Während des Zweiten Weltkrieges lässt sich die Idee des Intermarium in der Politik der polnischen Exilregierung wiederfinden. Hier versuchte Ministerpräsident General Władysław Sikorski, eine polnisch-tschechoslowakische Konföderation aufzubauen. Die Absicht war, das Projekt nach dem von den Alliierten gewonnenen Krieg zu realisieren. Das Konzept verfiel 1942 infolge der gegensätzlichen Vorstellungen über die zukünftige Grenzlinie zwischen Polen und der Tschechoslowakei sowie – was noch wesentlicher war – infolge der unterschiedlichen Haltung gegenüber der Sowjetunion.
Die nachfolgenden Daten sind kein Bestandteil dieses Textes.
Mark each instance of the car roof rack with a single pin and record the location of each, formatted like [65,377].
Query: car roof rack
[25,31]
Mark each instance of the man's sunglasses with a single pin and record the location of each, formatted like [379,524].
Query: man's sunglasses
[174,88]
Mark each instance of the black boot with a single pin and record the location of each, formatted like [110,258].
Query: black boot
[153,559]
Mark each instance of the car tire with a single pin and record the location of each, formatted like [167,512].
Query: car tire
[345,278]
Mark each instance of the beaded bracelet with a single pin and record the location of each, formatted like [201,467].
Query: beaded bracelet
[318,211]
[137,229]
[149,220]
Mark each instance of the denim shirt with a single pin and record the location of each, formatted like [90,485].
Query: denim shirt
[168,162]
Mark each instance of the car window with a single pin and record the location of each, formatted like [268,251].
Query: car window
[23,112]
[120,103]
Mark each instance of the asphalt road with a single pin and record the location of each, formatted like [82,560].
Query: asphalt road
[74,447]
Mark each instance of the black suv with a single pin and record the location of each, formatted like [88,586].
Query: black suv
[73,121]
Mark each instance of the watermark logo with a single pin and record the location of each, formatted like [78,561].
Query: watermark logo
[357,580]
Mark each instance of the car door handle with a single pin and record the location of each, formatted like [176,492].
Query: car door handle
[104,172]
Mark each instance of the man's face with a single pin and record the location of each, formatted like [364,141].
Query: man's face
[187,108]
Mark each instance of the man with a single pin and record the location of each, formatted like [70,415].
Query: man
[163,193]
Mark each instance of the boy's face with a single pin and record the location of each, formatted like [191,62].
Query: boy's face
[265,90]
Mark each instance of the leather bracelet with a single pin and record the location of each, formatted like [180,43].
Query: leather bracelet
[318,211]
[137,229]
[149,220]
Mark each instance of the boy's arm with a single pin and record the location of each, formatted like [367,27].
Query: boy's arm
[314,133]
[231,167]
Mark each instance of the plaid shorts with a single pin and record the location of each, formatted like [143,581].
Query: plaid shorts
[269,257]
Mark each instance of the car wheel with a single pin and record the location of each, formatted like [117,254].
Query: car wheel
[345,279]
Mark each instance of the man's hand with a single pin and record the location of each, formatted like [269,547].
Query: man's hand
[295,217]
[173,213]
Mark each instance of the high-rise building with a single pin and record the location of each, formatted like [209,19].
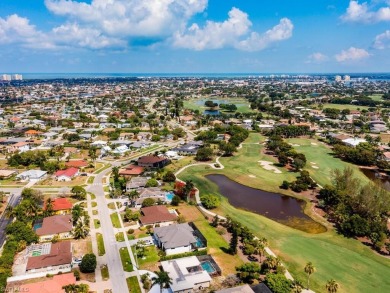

Nach dem Zweiten Weltkrieg befand sich ganz Ostmitteleuropa in der Einflusszone der Sowjetunion. Dies machte es jenen Staaten unmöglich, eine eigenständige Außenpolitik zu betreiben. Das Intermarium-Konzept geriet auf ein totes Gleis der offiziellen polnischen Politik. Weiter entwickelt wurde es von polnischen Intellektuellen in der Emigration wie Jerzy Giedroyc (Paris) und Juliusz Mieroszewski (London) sowie in der Volksrepublik von oppositionellen Gruppierungen im Untergrund, die für die Unabhängigkeit Polens eintraten, insbesondere von der Konföderation für ein Unabhängiges Polen (Konfederacja Polski Niepodległej – KPN). Nach dem Zusammenbruch des kommunistischen Systems 1989 verbreitete die KPN mit ihrem Parteichef Leszek Moczulski das Intermarium-Konzept weiter, das als ein Schritt Polens auf dem Weg in die Europäische Union verstanden wurde. Die Idee der KPN war, dass das Intermarium-Konzept für die Staaten zwischen der Ostsee und dem Schwarzen Meer ein wirksamer Schutz vor der kulturellen Expansion Deutschlands und der territorialen Expansion Russlands sei. Außerdem sollte es eine Möglichkeit sein, die Wirtschaft der ostmitteleuropäischen Staaten vor dem Beitritt zur Europäischen Union zu koordinieren. Nach Moczulskis Einschätzungen waren die Staaten zu schwach, um dem wirtschaftlichen Druck Westeuropas standzuhalten, und würden sich ohne vorangehende Stärkung und Vereinigung den westeuropäischen Forderungen unterordnen müssen. In den 1990er Jahren führte die KPN einige Konferenzen mit Parteien aus den ostmitteleuropäischen Staaten durch, die mit dem Intermarium-Konzept sympathisierten, allerdings erloschen die Bemühungen der KPN in der zweiten Hälfte der 1990er Jahre endgültig, da sie auf der politischen Bühne Polens an Bedeutung verlor.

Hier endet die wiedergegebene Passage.